Take, for example, the image below. The dates between 10/9/2021 and 10/17/2021 are laid out on a daily basis. The value column next to it has values through the 15th, but no data for the 16th or 17th. In this situation, we would say that there are two days of collection lag.
There are three cases of data lag that SensibleAI Forecast will autonomously handle on a target-by-target basis. First, let’s understand Target Collection Lag and Configured Collection Lag:
-
Target Collection Lag: The period of time between a specific target and the given moment of time when the data is collected.
-
Configured Collection Lag: This is a designated period in time where the “majority” of the targets have their data collected.
-
Target Collection Lag > Configured Collection Lag
: A situation where the Target Collection Lag is greater than the Configured Collection Lag and the two periods of time will be filled in by interpolation techniques.

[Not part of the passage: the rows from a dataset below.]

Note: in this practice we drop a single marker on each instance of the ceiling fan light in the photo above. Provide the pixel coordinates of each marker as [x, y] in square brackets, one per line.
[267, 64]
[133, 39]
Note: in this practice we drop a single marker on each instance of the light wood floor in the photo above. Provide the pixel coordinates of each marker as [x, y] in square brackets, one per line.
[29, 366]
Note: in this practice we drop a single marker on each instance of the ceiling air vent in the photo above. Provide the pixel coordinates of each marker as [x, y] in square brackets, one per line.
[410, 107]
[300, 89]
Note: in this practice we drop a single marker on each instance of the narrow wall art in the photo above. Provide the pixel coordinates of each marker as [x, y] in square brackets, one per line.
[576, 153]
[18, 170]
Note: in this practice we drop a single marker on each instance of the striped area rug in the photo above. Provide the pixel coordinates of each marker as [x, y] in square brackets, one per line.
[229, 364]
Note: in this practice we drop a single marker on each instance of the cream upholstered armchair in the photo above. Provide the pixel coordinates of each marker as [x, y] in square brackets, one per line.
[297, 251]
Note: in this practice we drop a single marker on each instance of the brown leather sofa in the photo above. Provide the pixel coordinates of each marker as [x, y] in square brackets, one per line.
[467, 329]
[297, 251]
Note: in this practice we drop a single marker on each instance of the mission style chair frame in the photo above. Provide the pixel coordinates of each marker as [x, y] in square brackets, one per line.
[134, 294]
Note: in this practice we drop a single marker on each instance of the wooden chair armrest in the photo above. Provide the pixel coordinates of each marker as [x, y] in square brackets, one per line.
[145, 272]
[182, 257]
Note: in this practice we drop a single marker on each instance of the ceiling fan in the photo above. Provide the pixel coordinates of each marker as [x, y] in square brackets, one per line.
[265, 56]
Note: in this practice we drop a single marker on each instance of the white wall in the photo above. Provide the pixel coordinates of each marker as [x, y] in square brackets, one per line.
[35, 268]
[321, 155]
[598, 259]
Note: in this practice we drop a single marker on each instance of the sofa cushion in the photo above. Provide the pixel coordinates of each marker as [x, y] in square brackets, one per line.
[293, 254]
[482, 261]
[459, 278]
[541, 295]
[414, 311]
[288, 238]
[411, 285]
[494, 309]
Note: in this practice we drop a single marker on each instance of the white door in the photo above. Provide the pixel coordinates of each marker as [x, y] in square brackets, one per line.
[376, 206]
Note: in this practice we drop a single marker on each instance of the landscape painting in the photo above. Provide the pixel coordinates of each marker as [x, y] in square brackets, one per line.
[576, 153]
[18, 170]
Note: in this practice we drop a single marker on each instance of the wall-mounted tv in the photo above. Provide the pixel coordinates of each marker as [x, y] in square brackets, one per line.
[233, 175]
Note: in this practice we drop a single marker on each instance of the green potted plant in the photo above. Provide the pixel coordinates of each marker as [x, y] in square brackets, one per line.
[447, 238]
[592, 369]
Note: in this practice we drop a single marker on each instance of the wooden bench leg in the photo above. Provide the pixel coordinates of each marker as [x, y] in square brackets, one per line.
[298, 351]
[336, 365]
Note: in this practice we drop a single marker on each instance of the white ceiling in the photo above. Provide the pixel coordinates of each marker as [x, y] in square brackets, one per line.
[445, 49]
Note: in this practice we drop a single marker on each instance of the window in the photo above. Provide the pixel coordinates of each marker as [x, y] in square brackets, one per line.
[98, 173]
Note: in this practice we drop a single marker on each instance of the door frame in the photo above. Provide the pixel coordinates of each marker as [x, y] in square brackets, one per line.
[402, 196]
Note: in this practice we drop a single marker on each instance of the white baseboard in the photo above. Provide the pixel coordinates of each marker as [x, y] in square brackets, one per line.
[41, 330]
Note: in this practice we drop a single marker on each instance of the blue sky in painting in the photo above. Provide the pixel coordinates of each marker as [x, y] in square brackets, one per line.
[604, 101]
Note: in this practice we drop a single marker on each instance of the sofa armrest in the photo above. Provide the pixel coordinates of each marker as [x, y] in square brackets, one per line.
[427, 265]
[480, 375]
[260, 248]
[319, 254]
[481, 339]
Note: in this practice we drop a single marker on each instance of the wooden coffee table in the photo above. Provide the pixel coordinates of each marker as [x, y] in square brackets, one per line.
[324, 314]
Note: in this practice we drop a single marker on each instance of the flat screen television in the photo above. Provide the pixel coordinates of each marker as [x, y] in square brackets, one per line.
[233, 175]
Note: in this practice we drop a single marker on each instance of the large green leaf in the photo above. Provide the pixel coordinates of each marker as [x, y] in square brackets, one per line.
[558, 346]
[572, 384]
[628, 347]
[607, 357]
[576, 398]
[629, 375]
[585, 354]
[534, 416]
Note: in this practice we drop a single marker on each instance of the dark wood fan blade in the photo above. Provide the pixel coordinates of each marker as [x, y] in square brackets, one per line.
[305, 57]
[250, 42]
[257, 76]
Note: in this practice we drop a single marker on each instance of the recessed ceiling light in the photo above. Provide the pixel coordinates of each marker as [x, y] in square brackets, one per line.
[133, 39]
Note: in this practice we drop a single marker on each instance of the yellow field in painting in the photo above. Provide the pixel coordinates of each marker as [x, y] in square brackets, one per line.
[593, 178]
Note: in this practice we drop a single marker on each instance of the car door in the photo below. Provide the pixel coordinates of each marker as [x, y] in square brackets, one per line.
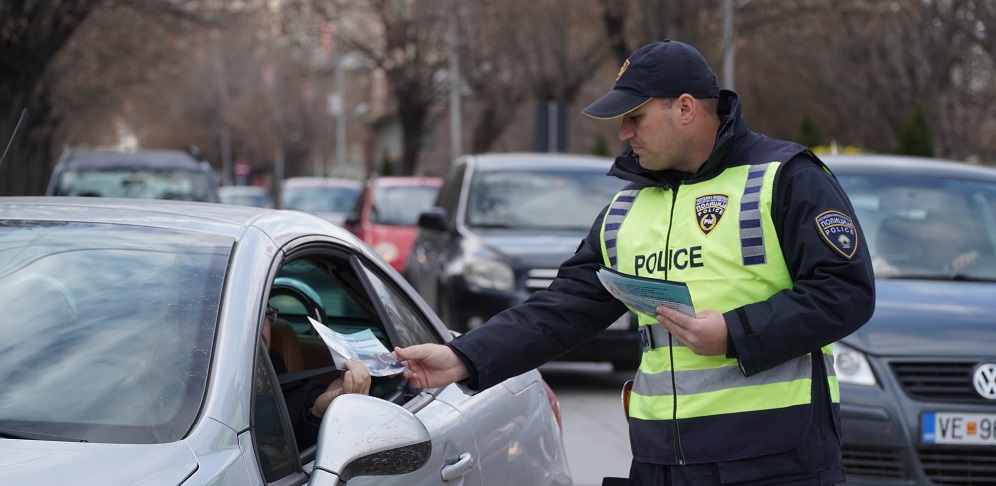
[353, 292]
[454, 455]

Basically, SensibleAI Forecast will just guess what those values would be. -
Target Collection Lag < Configured Collection Lag
: In a situation where the Target Collection Lag is less than the Configured Collection Lag and the extra values that are ahead of the Configured Collection Lag will be removed. Basically, SensibleAI Forecast will throw out these values to stay consistent. -
Target Collection Lag = Configured Collection Lag
: This means that the Target Collection Lag exactly matches the Configured Collection Lag. There is no special treatment necessary.

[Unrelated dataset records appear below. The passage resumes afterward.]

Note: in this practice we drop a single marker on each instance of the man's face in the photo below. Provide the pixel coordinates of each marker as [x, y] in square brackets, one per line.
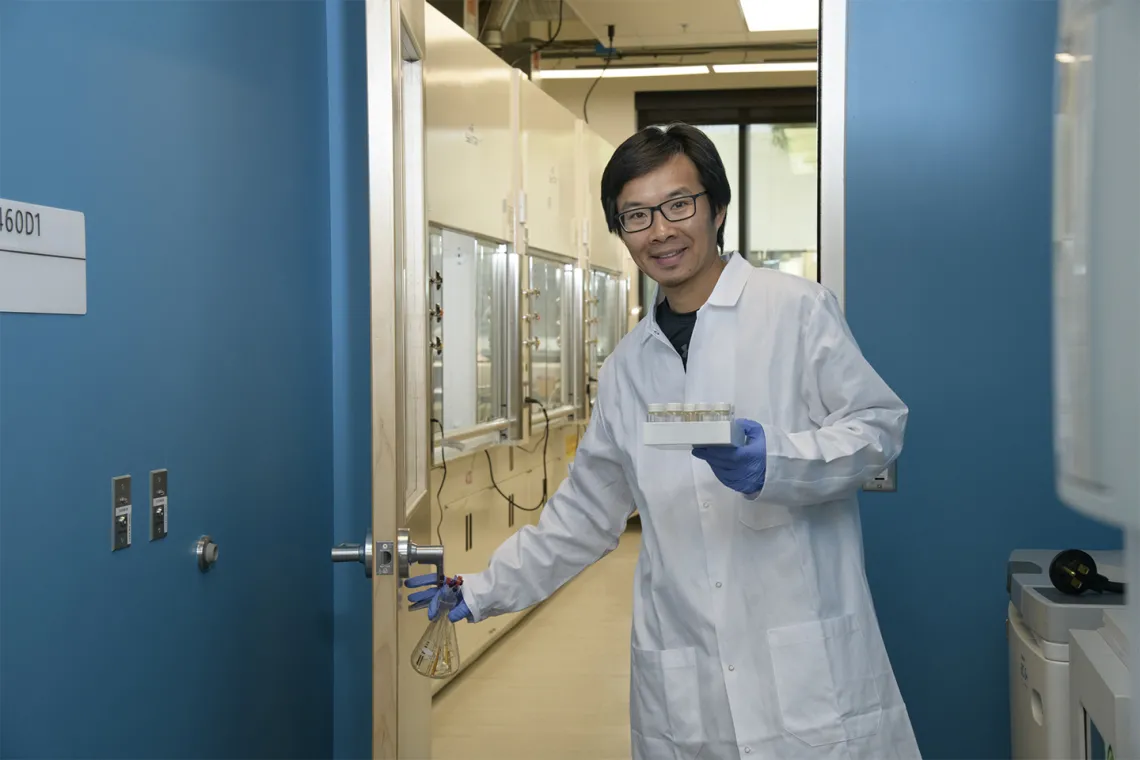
[670, 253]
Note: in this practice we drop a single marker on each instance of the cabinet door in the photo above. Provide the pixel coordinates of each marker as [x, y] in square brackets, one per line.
[548, 171]
[603, 245]
[470, 153]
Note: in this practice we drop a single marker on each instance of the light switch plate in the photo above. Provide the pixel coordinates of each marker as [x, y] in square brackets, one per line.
[121, 513]
[160, 519]
[885, 481]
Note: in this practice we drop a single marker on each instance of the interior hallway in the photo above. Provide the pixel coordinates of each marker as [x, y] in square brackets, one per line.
[556, 686]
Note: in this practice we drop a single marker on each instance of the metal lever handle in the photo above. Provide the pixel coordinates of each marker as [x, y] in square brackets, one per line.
[409, 554]
[359, 553]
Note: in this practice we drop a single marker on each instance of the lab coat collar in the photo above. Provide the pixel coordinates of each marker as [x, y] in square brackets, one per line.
[726, 292]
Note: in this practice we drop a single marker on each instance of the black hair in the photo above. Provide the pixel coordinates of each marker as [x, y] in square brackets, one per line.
[652, 147]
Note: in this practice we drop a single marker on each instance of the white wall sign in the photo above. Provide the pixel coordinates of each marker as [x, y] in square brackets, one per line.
[42, 259]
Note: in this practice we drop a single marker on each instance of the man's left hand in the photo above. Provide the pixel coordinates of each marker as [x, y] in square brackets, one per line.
[740, 467]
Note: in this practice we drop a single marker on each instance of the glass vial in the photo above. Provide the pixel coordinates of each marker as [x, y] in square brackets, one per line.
[437, 655]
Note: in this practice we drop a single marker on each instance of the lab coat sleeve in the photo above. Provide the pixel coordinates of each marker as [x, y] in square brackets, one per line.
[860, 419]
[580, 523]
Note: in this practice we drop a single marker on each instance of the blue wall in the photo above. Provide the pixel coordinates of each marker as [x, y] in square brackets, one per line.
[195, 138]
[949, 278]
[348, 160]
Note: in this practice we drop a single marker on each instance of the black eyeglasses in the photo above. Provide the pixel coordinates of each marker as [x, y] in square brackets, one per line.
[675, 210]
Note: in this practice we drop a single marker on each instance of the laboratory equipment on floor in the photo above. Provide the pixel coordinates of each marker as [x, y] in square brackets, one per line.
[437, 655]
[689, 425]
[1042, 620]
[1100, 692]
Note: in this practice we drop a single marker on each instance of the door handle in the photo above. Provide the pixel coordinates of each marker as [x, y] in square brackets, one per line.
[375, 557]
[380, 556]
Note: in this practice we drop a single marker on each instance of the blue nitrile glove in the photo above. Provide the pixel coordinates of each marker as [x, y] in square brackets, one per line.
[432, 595]
[740, 467]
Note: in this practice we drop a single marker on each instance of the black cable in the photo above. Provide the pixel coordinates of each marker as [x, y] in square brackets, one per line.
[442, 458]
[546, 438]
[546, 42]
[609, 57]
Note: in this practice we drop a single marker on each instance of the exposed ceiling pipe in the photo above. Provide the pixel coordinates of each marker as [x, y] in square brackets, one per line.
[498, 16]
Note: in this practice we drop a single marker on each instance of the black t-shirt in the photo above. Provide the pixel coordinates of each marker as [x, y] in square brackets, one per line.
[678, 328]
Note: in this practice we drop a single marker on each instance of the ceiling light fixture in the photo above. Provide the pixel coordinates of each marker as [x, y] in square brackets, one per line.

Resolving and Setting the Target Collection Lag
Setting your configured collection lag can be a tedious process. What happens when a configured collection lag is too high or too low?
-
Configured Collection Lag too Large: When the configured collection lag is large, you can lose out on accuracy. The reason for this drop off is because you are lagging the features which you are implementing into your model. The larger the lags, the less impactful features will be, and less accurate your modeling will be overall.
-
Configured Collection Lag too Small: A smaller configured collection lag is great for accuracy, if you limit imputation. Lowering the effective forecast time can allow features which are more relevant or timely to be used in a model, increasing their influence. However, if the trade-off for this is a lot of imputation to fill missing values in your dataset, you will end up losing accuracy as a result.
As with any SensibleAI Forecast project, the quality of the data you can put into the model directly relates to the quality of the insights generated. Generally, it is best to try to use data that is consistently filled and minimizes target lags, but in almost every use-case there will be a lag in the collection of the data and the time it can be deployed into a SensibleAI Forecast model.